Molto si potrebbe dire su Come un refolo de bora, una delle storie più lunghe del volume, firmata da Zivorad Zico Misic e Mario Cerne come aiuto testi. È un racconto che parla di arte e lavoro ma anche di vita: un giornalista ed un artista si ritrovano a parlare del passato, con nostalgia da parte di uno, con scetticismo e un pizzico di invidia da parte dell’altro. Per chi lo ha seguito anche nei volumi di Trieste rosso sangue, Zico è una conferma: conferma l’ambientazione noir, conferma i disegni tanto particolareggiati da riconoscere ogni via di Trieste, conferma gli sfondi neri (che distinguono la storia del passato da quella presente, con sfondi chiari), conferma il suo personaggio femminile, una ragazza alta, bellissima, sensuale, dalla lunga capigliatura mora e un carattere di ferro.
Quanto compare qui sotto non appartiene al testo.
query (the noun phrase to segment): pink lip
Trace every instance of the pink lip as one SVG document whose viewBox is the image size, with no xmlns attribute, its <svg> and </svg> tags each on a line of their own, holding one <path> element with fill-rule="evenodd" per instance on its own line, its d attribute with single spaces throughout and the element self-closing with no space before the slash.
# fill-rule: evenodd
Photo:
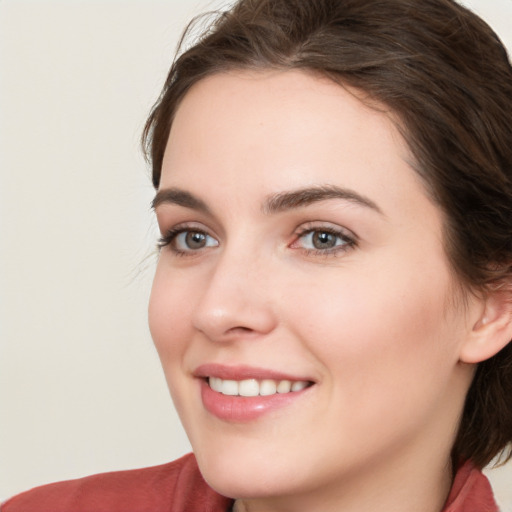
<svg viewBox="0 0 512 512">
<path fill-rule="evenodd" d="M 204 408 L 217 418 L 233 422 L 245 423 L 256 420 L 261 416 L 286 407 L 299 400 L 311 387 L 291 393 L 276 393 L 269 396 L 229 396 L 213 391 L 208 384 L 208 377 L 221 379 L 272 379 L 272 380 L 310 380 L 297 378 L 281 372 L 275 372 L 262 368 L 249 366 L 224 366 L 218 364 L 206 364 L 196 369 L 194 375 L 200 379 L 201 399 Z"/>
<path fill-rule="evenodd" d="M 196 368 L 194 376 L 199 378 L 218 377 L 223 380 L 244 380 L 244 379 L 271 379 L 271 380 L 309 380 L 308 377 L 294 376 L 283 372 L 269 370 L 265 368 L 257 368 L 255 366 L 237 365 L 227 366 L 223 364 L 210 363 L 203 364 Z"/>
</svg>

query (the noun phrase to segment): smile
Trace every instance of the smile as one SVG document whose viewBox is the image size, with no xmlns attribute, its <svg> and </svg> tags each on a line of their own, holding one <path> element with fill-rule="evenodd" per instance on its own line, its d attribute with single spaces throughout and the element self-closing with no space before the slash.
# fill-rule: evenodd
<svg viewBox="0 0 512 512">
<path fill-rule="evenodd" d="M 275 394 L 294 393 L 302 391 L 312 383 L 305 380 L 273 380 L 273 379 L 245 379 L 228 380 L 219 377 L 210 377 L 208 384 L 213 391 L 229 396 L 271 396 Z"/>
</svg>

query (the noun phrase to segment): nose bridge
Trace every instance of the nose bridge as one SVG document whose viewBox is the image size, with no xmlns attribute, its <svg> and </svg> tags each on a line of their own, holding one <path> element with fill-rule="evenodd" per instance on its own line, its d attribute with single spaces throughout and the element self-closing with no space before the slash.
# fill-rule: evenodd
<svg viewBox="0 0 512 512">
<path fill-rule="evenodd" d="M 212 340 L 234 334 L 270 332 L 275 314 L 270 300 L 270 262 L 247 244 L 226 245 L 208 274 L 194 312 L 194 326 Z"/>
</svg>

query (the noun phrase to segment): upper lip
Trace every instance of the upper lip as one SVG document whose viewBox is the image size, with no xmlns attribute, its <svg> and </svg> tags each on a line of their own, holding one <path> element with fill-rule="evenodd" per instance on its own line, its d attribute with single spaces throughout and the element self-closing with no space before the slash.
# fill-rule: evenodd
<svg viewBox="0 0 512 512">
<path fill-rule="evenodd" d="M 198 366 L 194 372 L 195 377 L 208 378 L 217 377 L 223 380 L 291 380 L 291 381 L 310 381 L 313 380 L 308 377 L 298 377 L 296 375 L 290 375 L 277 370 L 271 370 L 268 368 L 259 368 L 255 366 L 247 365 L 224 365 L 218 363 L 208 363 Z"/>
</svg>

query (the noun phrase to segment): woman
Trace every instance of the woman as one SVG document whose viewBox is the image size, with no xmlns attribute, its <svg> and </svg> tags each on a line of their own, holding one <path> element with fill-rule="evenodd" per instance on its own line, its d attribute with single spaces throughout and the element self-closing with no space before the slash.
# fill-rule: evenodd
<svg viewBox="0 0 512 512">
<path fill-rule="evenodd" d="M 511 107 L 505 50 L 449 0 L 220 16 L 144 139 L 149 322 L 194 456 L 2 510 L 497 510 Z"/>
</svg>

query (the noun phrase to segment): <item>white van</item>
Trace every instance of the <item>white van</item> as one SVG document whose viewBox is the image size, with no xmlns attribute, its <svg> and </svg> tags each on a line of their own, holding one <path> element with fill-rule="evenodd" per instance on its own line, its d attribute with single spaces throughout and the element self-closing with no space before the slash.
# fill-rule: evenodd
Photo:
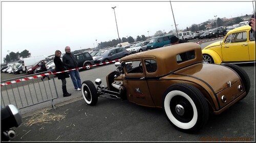
<svg viewBox="0 0 256 143">
<path fill-rule="evenodd" d="M 178 35 L 176 35 L 176 37 L 178 37 L 179 39 L 185 40 L 192 39 L 192 36 L 193 36 L 193 33 L 191 31 L 183 32 L 178 33 Z"/>
<path fill-rule="evenodd" d="M 240 22 L 240 23 L 239 23 L 239 25 L 240 25 L 240 26 L 244 26 L 244 25 L 247 25 L 248 24 L 249 24 L 249 21 L 243 21 L 243 22 Z"/>
</svg>

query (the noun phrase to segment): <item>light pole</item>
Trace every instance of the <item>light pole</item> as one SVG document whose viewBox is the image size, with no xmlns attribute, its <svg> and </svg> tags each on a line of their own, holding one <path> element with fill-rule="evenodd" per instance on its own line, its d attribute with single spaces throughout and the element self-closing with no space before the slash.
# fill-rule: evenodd
<svg viewBox="0 0 256 143">
<path fill-rule="evenodd" d="M 10 58 L 10 62 L 11 62 L 12 60 L 11 60 L 11 56 L 10 56 L 10 52 L 10 52 L 10 51 L 9 51 L 9 50 L 8 50 L 7 51 L 8 51 L 8 53 L 9 53 L 9 58 Z"/>
<path fill-rule="evenodd" d="M 214 17 L 215 17 L 215 20 L 216 20 L 216 27 L 218 27 L 218 24 L 217 24 L 217 15 L 215 15 Z"/>
<path fill-rule="evenodd" d="M 126 37 L 127 37 L 127 41 L 128 41 L 128 43 L 130 43 L 130 41 L 129 41 L 129 39 L 128 39 L 128 36 L 126 36 Z"/>
<path fill-rule="evenodd" d="M 119 43 L 119 44 L 121 46 L 121 43 L 120 42 L 120 38 L 119 38 L 119 33 L 118 33 L 118 28 L 117 28 L 117 22 L 116 22 L 116 12 L 115 12 L 115 8 L 116 8 L 116 7 L 112 7 L 112 9 L 114 9 L 114 13 L 115 14 L 115 19 L 116 19 L 116 29 L 117 30 L 117 35 L 118 35 L 118 41 Z"/>
<path fill-rule="evenodd" d="M 177 34 L 178 34 L 178 30 L 179 30 L 179 29 L 178 28 L 178 25 L 179 25 L 179 24 L 175 24 L 175 25 L 176 25 L 176 26 L 175 26 L 175 27 L 176 27 L 176 26 L 177 26 L 177 27 L 176 27 L 176 31 L 177 31 Z"/>
<path fill-rule="evenodd" d="M 177 33 L 177 35 L 178 35 L 178 30 L 177 30 L 178 28 L 176 27 L 176 26 L 177 26 L 178 24 L 176 24 L 176 22 L 175 22 L 175 19 L 174 18 L 174 12 L 173 11 L 173 7 L 172 6 L 172 3 L 170 3 L 170 8 L 172 9 L 172 12 L 173 13 L 173 16 L 174 17 L 174 24 L 175 24 L 175 28 L 176 29 L 176 33 Z"/>
</svg>

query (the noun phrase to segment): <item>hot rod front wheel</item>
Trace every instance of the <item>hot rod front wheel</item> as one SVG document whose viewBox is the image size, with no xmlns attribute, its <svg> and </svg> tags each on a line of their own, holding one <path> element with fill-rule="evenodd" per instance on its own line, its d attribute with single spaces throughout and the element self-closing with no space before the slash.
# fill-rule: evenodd
<svg viewBox="0 0 256 143">
<path fill-rule="evenodd" d="M 188 83 L 177 83 L 165 92 L 163 109 L 168 121 L 176 128 L 193 133 L 207 123 L 209 108 L 202 93 Z"/>
<path fill-rule="evenodd" d="M 93 82 L 90 80 L 82 82 L 81 91 L 83 99 L 87 104 L 92 106 L 97 103 L 97 90 Z"/>
</svg>

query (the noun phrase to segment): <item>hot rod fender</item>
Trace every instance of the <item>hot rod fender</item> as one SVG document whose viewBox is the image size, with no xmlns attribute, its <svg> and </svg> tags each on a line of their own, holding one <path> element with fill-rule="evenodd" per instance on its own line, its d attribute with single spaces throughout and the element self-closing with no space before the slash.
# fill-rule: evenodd
<svg viewBox="0 0 256 143">
<path fill-rule="evenodd" d="M 202 50 L 202 53 L 203 54 L 208 54 L 212 58 L 215 64 L 220 64 L 222 63 L 222 60 L 216 52 L 211 49 L 204 49 Z"/>
</svg>

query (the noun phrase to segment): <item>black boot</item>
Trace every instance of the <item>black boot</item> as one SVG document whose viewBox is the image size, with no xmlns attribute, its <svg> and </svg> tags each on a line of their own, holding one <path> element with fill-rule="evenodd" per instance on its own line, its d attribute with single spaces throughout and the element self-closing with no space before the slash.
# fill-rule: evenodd
<svg viewBox="0 0 256 143">
<path fill-rule="evenodd" d="M 67 97 L 71 95 L 71 94 L 68 93 L 67 91 L 67 87 L 66 85 L 62 86 L 63 97 Z"/>
</svg>

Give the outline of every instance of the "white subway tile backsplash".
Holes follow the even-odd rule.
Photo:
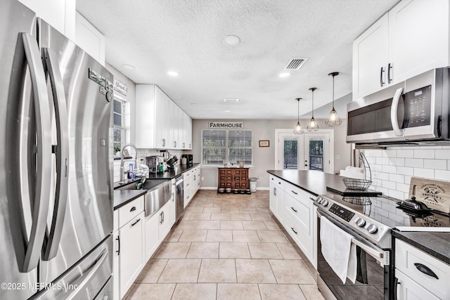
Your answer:
[[[397,174],[409,175],[412,176],[414,174],[414,168],[409,167],[397,167]]]
[[[415,158],[435,158],[435,151],[432,149],[414,150]]]
[[[423,159],[423,167],[426,169],[446,170],[447,162],[444,159]]]
[[[382,187],[390,190],[395,190],[397,184],[394,182],[384,180],[382,181]]]
[[[432,179],[435,178],[435,170],[432,169],[414,168],[414,176]]]
[[[389,164],[389,158],[387,157],[377,157],[375,164]]]
[[[411,148],[402,149],[397,152],[397,157],[413,158],[414,157],[414,150]]]
[[[420,158],[405,158],[405,167],[423,168],[423,159]]]
[[[373,172],[371,188],[385,195],[408,197],[411,176],[450,181],[450,146],[395,147],[364,153]]]
[[[397,167],[383,164],[382,171],[385,173],[397,173]]]
[[[389,190],[387,195],[389,197],[392,197],[393,198],[397,199],[405,199],[408,197],[408,194],[405,195],[405,193],[403,192],[399,192],[396,190]]]
[[[366,157],[381,157],[382,155],[381,154],[381,151],[379,150],[364,150],[364,155]]]
[[[381,152],[381,155],[383,157],[397,157],[397,150],[390,148],[385,150]]]
[[[404,175],[399,174],[389,174],[389,181],[403,183],[405,182],[405,176]]]
[[[448,159],[450,158],[450,149],[441,149],[435,150],[437,159]]]
[[[397,183],[397,190],[398,190],[399,192],[409,193],[409,185],[404,183]]]
[[[450,171],[436,170],[435,179],[450,181]]]
[[[397,157],[390,157],[389,159],[389,164],[392,164],[393,166],[400,166],[403,167],[405,165],[405,159],[404,158],[397,158]]]

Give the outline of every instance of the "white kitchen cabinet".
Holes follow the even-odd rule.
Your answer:
[[[354,99],[387,85],[388,19],[386,13],[353,42]]]
[[[176,202],[175,195],[176,194],[176,179],[172,180],[172,197],[170,198],[170,227],[175,224],[176,218]]]
[[[353,98],[450,65],[447,0],[403,0],[353,43]]]
[[[160,246],[159,213],[146,218],[146,261],[148,261]]]
[[[102,65],[105,65],[106,39],[78,12],[75,15],[75,43]]]
[[[120,298],[123,298],[139,273],[144,261],[144,212],[119,229],[119,274]]]
[[[420,271],[432,272],[435,276]],[[399,300],[450,298],[450,265],[395,240],[395,277]]]
[[[192,149],[192,119],[183,112],[183,138],[182,148],[184,150]]]
[[[184,174],[184,181],[183,183],[184,197],[184,207],[186,207],[193,197],[193,188],[194,185],[194,176],[193,174],[188,170]]]

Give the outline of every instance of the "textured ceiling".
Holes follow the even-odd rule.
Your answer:
[[[136,84],[157,84],[193,119],[296,119],[296,98],[300,115],[310,114],[311,87],[314,107],[329,107],[314,117],[325,118],[328,74],[340,72],[336,99],[352,92],[353,40],[398,1],[77,0],[77,10],[105,34],[108,63]],[[240,43],[225,45],[229,34]],[[308,58],[300,70],[278,77],[299,57]]]

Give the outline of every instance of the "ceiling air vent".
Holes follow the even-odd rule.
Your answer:
[[[283,70],[297,71],[307,60],[307,58],[291,58]]]

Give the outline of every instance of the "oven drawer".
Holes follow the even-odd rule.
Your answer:
[[[279,178],[274,176],[274,175],[270,176],[270,182],[274,183],[275,185],[278,188],[281,188],[281,190],[284,190],[284,185],[285,184],[285,181],[283,179],[280,179]]]
[[[395,240],[395,268],[439,298],[450,296],[450,266],[399,240]],[[437,278],[420,268],[432,271]]]
[[[290,212],[300,222],[299,226],[301,226],[306,233],[309,235],[311,230],[311,226],[309,226],[309,218],[311,216],[309,207],[297,200],[290,194],[288,194],[287,192],[285,192],[284,198],[285,200],[285,214]]]

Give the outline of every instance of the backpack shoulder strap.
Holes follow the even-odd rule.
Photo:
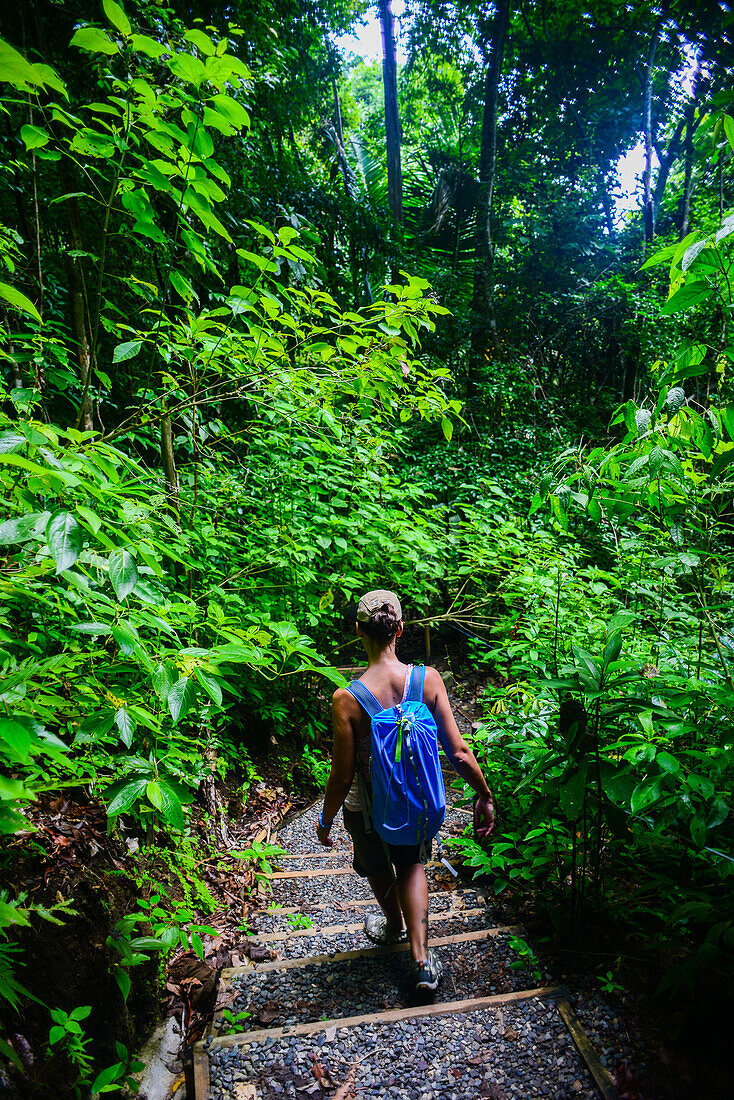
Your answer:
[[[382,703],[374,697],[370,689],[365,688],[361,680],[352,680],[350,684],[347,684],[347,691],[351,692],[371,718],[374,718],[375,714],[380,714],[384,710]]]
[[[423,702],[423,682],[426,679],[426,666],[417,664],[410,673],[410,686],[408,688],[408,702]]]

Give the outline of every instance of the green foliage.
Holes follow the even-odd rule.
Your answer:
[[[305,913],[291,913],[286,917],[291,927],[296,931],[298,928],[313,928],[314,922],[310,916],[306,916]]]

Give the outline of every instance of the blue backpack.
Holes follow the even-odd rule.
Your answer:
[[[403,700],[386,708],[361,680],[347,689],[371,719],[372,824],[387,844],[432,840],[446,815],[438,727],[423,702],[425,675],[425,666],[408,666]]]

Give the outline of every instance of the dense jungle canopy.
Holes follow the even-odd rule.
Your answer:
[[[87,1096],[116,1057],[31,999],[79,909],[43,815],[190,881],[263,739],[322,782],[370,587],[484,685],[504,810],[464,858],[623,921],[661,994],[731,976],[734,19],[380,0],[365,61],[374,14],[0,15],[0,1049],[33,1094],[54,1049]],[[200,947],[204,893],[158,901],[110,903],[121,1004]]]

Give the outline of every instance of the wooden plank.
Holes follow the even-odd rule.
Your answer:
[[[428,921],[432,924],[436,921],[447,921],[450,916],[480,916],[484,912],[483,909],[443,910],[439,913],[429,913]],[[254,932],[252,938],[261,944],[274,944],[280,939],[292,939],[294,936],[337,936],[341,932],[361,932],[363,927],[364,922],[359,924],[327,924],[322,928],[314,926],[311,928],[288,928],[287,932]]]
[[[330,875],[355,875],[352,867],[320,867],[318,871],[274,871],[271,879],[325,879]]]
[[[463,891],[461,891],[461,890],[432,890],[428,894],[428,897],[429,898],[463,898]],[[482,901],[484,901],[486,903],[486,899],[485,899],[484,894],[481,892],[481,890],[476,890],[476,897],[480,898]],[[369,898],[357,898],[354,901],[351,901],[349,903],[349,906],[348,906],[348,909],[344,910],[344,912],[348,913],[350,909],[355,909],[357,906],[361,908],[362,905],[376,905],[376,904],[377,903],[375,902],[375,900],[374,900],[374,898],[372,895],[370,895]],[[318,902],[315,905],[309,905],[309,912],[310,912],[310,910],[319,910],[319,909],[333,909],[333,902],[320,901],[320,902]],[[298,909],[297,905],[271,905],[269,909],[255,910],[254,912],[264,912],[264,913],[300,913],[300,909]],[[453,905],[450,905],[449,909],[445,909],[442,912],[443,913],[450,913],[450,912],[459,912],[459,913],[461,913],[461,912],[463,912],[463,910],[460,910],[460,909],[457,909]]]
[[[277,862],[282,862],[284,859],[337,859],[347,855],[350,856],[352,853],[351,847],[349,848],[325,848],[324,851],[302,851],[302,853],[286,853],[285,856],[278,856]]]
[[[621,1100],[616,1085],[612,1080],[604,1063],[599,1057],[591,1040],[581,1026],[581,1021],[567,1000],[557,1001],[558,1011],[576,1043],[577,1050],[589,1067],[589,1072],[596,1082],[604,1100]]]
[[[209,1100],[209,1055],[201,1042],[194,1044],[194,1100]]]
[[[503,924],[496,928],[479,928],[475,932],[460,932],[454,936],[439,936],[431,939],[431,947],[447,947],[449,944],[468,944],[479,939],[491,939],[505,932],[519,932],[518,924]],[[391,944],[390,947],[361,947],[351,952],[336,952],[333,955],[305,955],[298,959],[281,959],[278,963],[256,963],[248,967],[226,967],[221,970],[222,979],[231,980],[235,974],[265,974],[270,970],[293,970],[304,966],[320,966],[322,963],[346,963],[349,959],[369,959],[382,955],[397,955],[410,950],[408,943]]]
[[[418,1016],[442,1016],[451,1013],[479,1012],[491,1009],[495,1004],[510,1004],[513,1001],[530,1001],[534,998],[554,997],[558,986],[540,986],[537,989],[519,989],[513,993],[494,993],[491,997],[473,997],[467,1001],[442,1001],[439,1004],[418,1004],[410,1009],[382,1009],[380,1012],[368,1012],[361,1016],[337,1016],[333,1020],[317,1020],[308,1024],[296,1024],[291,1027],[272,1027],[261,1031],[241,1032],[238,1035],[220,1035],[212,1040],[212,1045],[245,1046],[250,1043],[262,1043],[269,1036],[282,1038],[284,1035],[314,1035],[329,1027],[358,1027],[361,1024],[392,1024],[401,1020],[413,1020]],[[197,1097],[198,1100],[198,1097]]]
[[[251,840],[250,843],[262,844],[263,840],[266,840],[270,844],[271,835],[277,832],[277,829],[281,827],[281,825],[288,815],[288,810],[291,809],[291,805],[292,805],[291,802],[286,802],[285,806],[283,807],[283,811],[276,814],[272,822],[269,822],[267,825],[263,826],[263,828],[261,828],[261,831],[255,834],[254,840]]]
[[[304,856],[298,856],[298,859],[304,859]],[[437,859],[430,859],[426,865],[426,870],[434,870],[437,867],[442,867],[443,865]],[[319,867],[317,871],[274,871],[270,876],[271,879],[320,879],[327,878],[329,875],[357,875],[354,868],[350,865],[349,867]]]

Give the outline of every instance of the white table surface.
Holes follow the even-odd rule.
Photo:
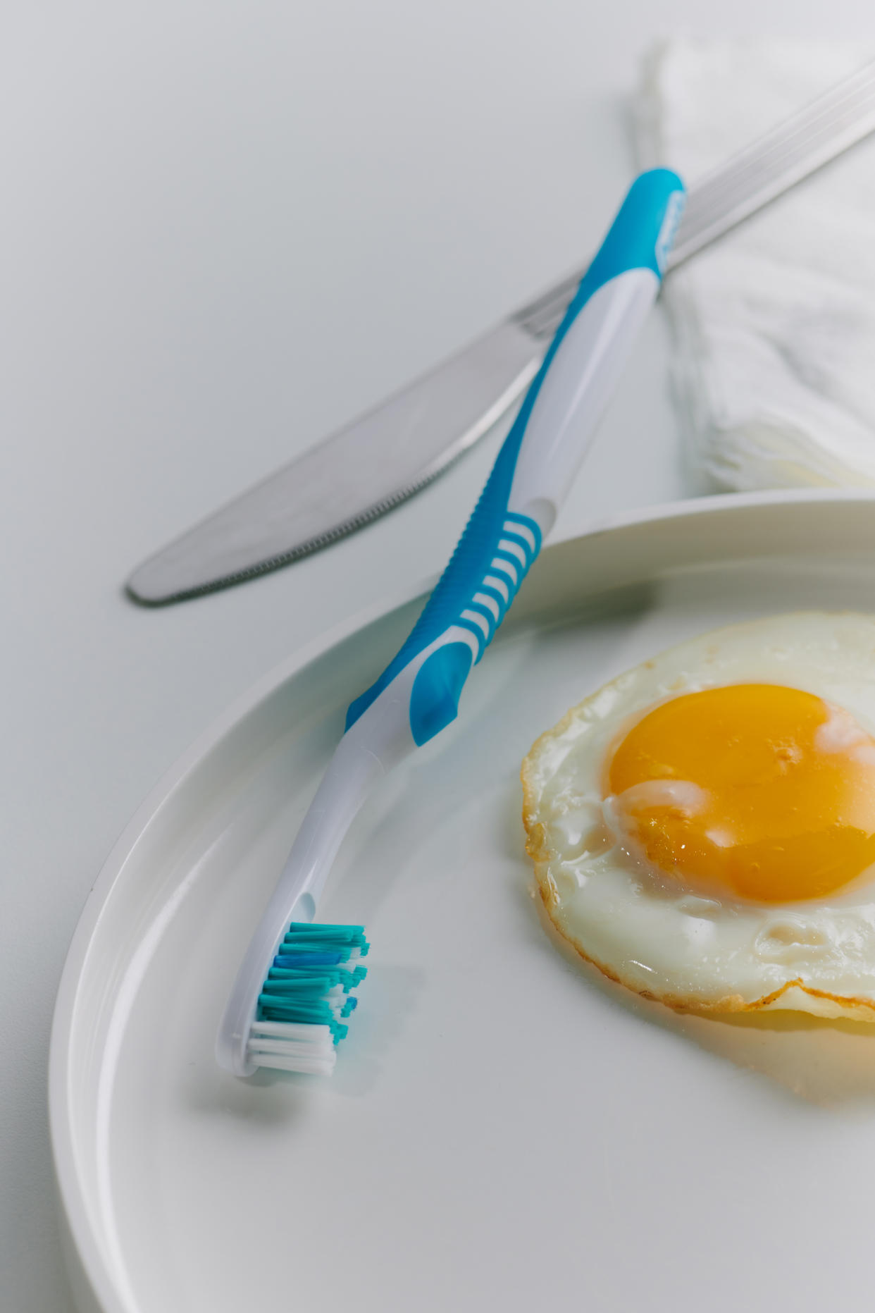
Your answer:
[[[0,1310],[71,1308],[54,995],[113,840],[264,671],[445,563],[500,435],[319,555],[161,611],[127,571],[573,268],[678,25],[871,46],[870,0],[106,0],[0,41]],[[558,534],[689,495],[655,318]],[[146,1310],[151,1313],[151,1310]]]

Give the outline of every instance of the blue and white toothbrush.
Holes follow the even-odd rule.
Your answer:
[[[455,720],[459,695],[550,533],[659,291],[683,209],[668,169],[641,173],[586,270],[413,632],[346,713],[341,738],[243,958],[216,1039],[219,1065],[329,1074],[361,926],[315,924],[353,818],[397,762]]]

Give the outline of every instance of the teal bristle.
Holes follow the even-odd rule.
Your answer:
[[[363,926],[291,922],[261,987],[257,1020],[327,1025],[337,1044],[349,1029],[341,1019],[358,1003],[352,991],[367,974],[358,958],[369,948]]]

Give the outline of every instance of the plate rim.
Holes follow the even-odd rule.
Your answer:
[[[861,503],[875,507],[875,490],[778,488],[756,492],[710,494],[659,503],[656,506],[636,507],[613,512],[594,520],[581,532],[551,540],[544,555],[552,548],[577,540],[594,538],[631,527],[661,524],[669,520],[691,520],[697,516],[710,519],[723,511],[741,512],[753,507],[841,503]],[[872,533],[875,536],[875,524]],[[85,898],[67,949],[55,995],[49,1045],[49,1132],[55,1194],[67,1270],[76,1302],[81,1310],[88,1310],[88,1313],[132,1313],[131,1305],[113,1280],[112,1268],[105,1260],[102,1246],[98,1242],[97,1229],[92,1225],[91,1212],[77,1171],[73,1128],[67,1100],[72,1057],[70,1048],[71,1023],[81,970],[101,911],[117,881],[122,878],[127,856],[136,839],[143,834],[148,822],[157,811],[160,804],[180,786],[185,777],[197,768],[237,722],[244,720],[260,702],[306,666],[319,659],[324,653],[344,642],[344,639],[366,625],[428,593],[434,587],[437,578],[437,574],[429,575],[407,588],[384,595],[370,605],[354,611],[345,620],[329,626],[310,642],[295,649],[295,651],[274,664],[243,693],[234,697],[228,706],[161,773],[130,821],[125,825],[101,864],[97,877]]]

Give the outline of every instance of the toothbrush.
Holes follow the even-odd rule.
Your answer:
[[[216,1060],[235,1075],[333,1070],[369,945],[361,926],[314,923],[328,872],[383,775],[455,720],[471,667],[550,533],[656,299],[683,197],[669,169],[630,188],[450,563],[401,650],[350,705],[222,1019]]]

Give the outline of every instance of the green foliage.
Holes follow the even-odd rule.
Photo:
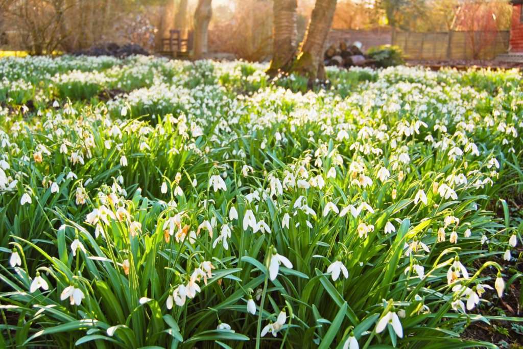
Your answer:
[[[518,73],[39,59],[0,61],[41,79],[0,109],[2,347],[495,347]]]
[[[403,63],[401,49],[397,46],[382,45],[372,47],[367,54],[370,58],[374,60],[374,64],[378,67],[386,68]]]

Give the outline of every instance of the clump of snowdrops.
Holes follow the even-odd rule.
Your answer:
[[[519,75],[41,59],[2,61],[48,101],[0,109],[3,347],[494,347],[459,333],[514,281]]]

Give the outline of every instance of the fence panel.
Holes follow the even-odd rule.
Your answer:
[[[328,44],[360,41],[366,49],[392,43],[390,31],[331,30]],[[397,32],[395,44],[407,60],[493,60],[508,52],[510,32]]]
La classe non è acqua, e nelle sue scene il lettore può trovarci di tutto: resta affascinato dalle curve e dal viso di Mejra, sorride per il gradasso grassoccio che viene steso dalla donna, si sente vicino al giovane inesperto che ancora non riesce a farsi strada nella vita (“un pivello, fresco di diploma all’Accademia delle Belle Arti e ancora alla ricerca della mia strada…”), prova pena ed empatia per la vita triste della protagonista (ancora la guerra, questa volta a Sarajevo, che “cambia tutto, proprio tutto”), rimane con l’amaro in bocca per il finale, troppo vicino alla vita vera che non va mai come si vorrebbe: la ragazza di una notte, mai scordata, arrivata e fuggita come un refolo di bora che, nei disegni finali, spazza tutta la città, da San Giusto alle rive, sui versi di una poesia di Maria Trevisan che riecheggia vagamente l’evento appena narrato: “Bora nera, bora scura e un freddo da paura. Nell’amore che mi manca questa notte si fa bianca. Ma ti ho visto? Pure c’eri, sempre cerco, oggi, ieri. Bora scura, bora nera, forse un sogno che si avvera.”